However, the children have to be fed and I do need to save up for a new shirt from Pennies. So here we are.
The new film opens with an elaborate and seemingly endless gay wedding, which concludes with a deeply disturbing song and dance routine by Liza Minnelli. God help us all and save us from the cliché monster.
The ladies are in attendance of course, with all of their glittery baggage. Carrie (Parker) is not so blissfully wed now, whining about Big (Chris Noth) and how he’s no fun anymore. Miranda (Nixon) is having a hard time with her big, bad, sexist boss. Charlotte (Davis) can’t handle being a mammy, especially when the evil kids ruin the designer gear she wears while cooking and Samantha (Cattrall) is still cradle-snatching, only now she’s on the verge of the menopause and cracking up more than usual.
Still, nothing a girls’ vacation can’t solve and a wealthy Sheikh duly obliges by whisking them off on an all-expenses paid trip to Abu Dhabi,­ world-renowned hot spot for free-spirited, independent and sexually liberated women with incurable addictions to obscene Western consumerism.
The ensuing clash of cultures would be funny if it wasn’t so shamelessly grotesque, so wilfully arrogant and obnoxious. When the standard attire of the local ladies becomes the butt of a joke about botox, you know you’re not in the most intellectual company. And when these twittering twerps become the liberators of Middle Eastern Muslim women, you start to wonder if someone dropped some heavy duty hallucinogenic Smarties in your popcorn.

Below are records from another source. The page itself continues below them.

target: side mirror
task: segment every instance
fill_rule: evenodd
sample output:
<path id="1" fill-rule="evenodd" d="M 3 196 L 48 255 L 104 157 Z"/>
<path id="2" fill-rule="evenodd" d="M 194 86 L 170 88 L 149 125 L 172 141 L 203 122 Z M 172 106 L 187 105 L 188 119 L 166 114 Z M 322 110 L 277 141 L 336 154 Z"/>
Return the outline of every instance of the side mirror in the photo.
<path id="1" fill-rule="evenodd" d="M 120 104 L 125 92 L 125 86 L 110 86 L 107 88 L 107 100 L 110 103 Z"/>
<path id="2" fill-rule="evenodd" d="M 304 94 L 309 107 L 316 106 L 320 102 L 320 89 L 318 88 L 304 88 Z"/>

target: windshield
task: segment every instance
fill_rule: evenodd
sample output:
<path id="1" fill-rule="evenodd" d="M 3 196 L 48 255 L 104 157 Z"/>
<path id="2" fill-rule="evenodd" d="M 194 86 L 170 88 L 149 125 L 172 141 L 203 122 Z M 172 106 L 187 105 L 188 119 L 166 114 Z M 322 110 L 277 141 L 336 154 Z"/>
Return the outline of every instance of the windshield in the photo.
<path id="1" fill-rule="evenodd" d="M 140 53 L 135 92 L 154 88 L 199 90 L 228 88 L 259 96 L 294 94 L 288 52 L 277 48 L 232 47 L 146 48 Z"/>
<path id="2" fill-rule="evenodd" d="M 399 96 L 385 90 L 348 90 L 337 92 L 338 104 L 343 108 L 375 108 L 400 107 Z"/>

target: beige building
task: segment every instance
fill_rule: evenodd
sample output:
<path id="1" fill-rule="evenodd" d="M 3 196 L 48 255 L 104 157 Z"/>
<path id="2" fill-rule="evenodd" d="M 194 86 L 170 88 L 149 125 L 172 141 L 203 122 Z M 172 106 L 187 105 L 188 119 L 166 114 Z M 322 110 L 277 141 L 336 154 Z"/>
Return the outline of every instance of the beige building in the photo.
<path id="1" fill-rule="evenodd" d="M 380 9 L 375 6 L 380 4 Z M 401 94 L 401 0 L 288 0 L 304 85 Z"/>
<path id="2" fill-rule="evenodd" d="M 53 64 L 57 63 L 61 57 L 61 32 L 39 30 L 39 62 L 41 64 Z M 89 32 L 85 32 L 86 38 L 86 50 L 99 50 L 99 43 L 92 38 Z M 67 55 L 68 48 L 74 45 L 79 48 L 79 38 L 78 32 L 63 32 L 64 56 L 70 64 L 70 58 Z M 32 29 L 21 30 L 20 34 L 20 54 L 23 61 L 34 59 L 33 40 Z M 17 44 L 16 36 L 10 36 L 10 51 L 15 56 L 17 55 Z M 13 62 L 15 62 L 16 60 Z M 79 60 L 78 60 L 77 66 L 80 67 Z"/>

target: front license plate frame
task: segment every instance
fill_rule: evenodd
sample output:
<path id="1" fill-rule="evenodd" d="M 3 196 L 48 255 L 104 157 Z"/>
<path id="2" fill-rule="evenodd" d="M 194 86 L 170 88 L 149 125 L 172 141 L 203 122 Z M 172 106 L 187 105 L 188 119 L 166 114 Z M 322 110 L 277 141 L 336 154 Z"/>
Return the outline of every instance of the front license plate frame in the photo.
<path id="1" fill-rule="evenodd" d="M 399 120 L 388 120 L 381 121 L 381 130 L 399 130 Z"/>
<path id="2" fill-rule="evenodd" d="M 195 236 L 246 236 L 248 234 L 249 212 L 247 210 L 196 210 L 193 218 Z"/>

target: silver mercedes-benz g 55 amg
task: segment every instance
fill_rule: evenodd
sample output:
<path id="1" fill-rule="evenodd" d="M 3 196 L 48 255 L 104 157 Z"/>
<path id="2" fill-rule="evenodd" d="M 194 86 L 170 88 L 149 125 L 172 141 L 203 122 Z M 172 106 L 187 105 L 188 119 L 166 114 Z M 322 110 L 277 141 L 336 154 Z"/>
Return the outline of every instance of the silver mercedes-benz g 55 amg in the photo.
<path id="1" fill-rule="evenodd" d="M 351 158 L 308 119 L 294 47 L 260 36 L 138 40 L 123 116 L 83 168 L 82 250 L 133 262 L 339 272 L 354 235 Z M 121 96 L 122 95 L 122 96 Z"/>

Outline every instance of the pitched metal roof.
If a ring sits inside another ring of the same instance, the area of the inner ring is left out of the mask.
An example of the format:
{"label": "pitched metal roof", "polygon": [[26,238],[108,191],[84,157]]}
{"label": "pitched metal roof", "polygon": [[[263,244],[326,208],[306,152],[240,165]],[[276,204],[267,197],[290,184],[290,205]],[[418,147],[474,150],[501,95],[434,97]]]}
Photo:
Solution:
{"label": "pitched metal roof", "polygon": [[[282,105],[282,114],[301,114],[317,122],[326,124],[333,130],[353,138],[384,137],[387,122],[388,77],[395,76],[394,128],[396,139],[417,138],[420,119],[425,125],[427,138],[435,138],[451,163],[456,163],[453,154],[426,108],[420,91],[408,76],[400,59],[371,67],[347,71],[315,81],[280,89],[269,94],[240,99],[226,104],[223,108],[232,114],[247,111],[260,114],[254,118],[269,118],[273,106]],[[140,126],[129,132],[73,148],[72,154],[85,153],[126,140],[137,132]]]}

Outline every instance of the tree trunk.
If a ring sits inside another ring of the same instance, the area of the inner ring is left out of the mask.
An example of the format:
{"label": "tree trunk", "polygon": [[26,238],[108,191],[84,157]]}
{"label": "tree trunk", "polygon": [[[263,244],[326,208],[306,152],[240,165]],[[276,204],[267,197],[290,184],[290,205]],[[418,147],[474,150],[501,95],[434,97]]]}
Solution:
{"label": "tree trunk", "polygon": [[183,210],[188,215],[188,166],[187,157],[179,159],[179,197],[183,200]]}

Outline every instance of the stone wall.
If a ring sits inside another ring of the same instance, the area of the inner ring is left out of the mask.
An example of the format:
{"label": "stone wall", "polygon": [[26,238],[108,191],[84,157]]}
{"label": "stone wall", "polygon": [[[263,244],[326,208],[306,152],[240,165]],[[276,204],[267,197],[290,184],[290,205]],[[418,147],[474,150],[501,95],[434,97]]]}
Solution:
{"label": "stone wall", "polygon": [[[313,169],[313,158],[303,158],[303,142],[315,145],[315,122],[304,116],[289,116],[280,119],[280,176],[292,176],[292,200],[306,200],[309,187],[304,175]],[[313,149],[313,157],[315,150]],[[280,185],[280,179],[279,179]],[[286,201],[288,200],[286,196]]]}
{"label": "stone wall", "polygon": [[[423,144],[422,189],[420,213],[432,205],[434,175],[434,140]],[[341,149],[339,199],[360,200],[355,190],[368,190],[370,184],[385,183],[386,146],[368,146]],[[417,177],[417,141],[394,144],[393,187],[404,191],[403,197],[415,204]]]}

By the end, ­ and it takes a long, long time to arrive, the only thing you will long for more than death itself, is to see these hideous cackling infidels taken out to the public square and flogged.
But what am I saying? This is all just a bit of fluff, a fun night out for the girls and all that. As I said, I know nothing of this strange, strange universe that ladies inhabit.
Meanwhile back in reality, the World Cup starts next week.
Everything will be alright, lads. Everything will be alright.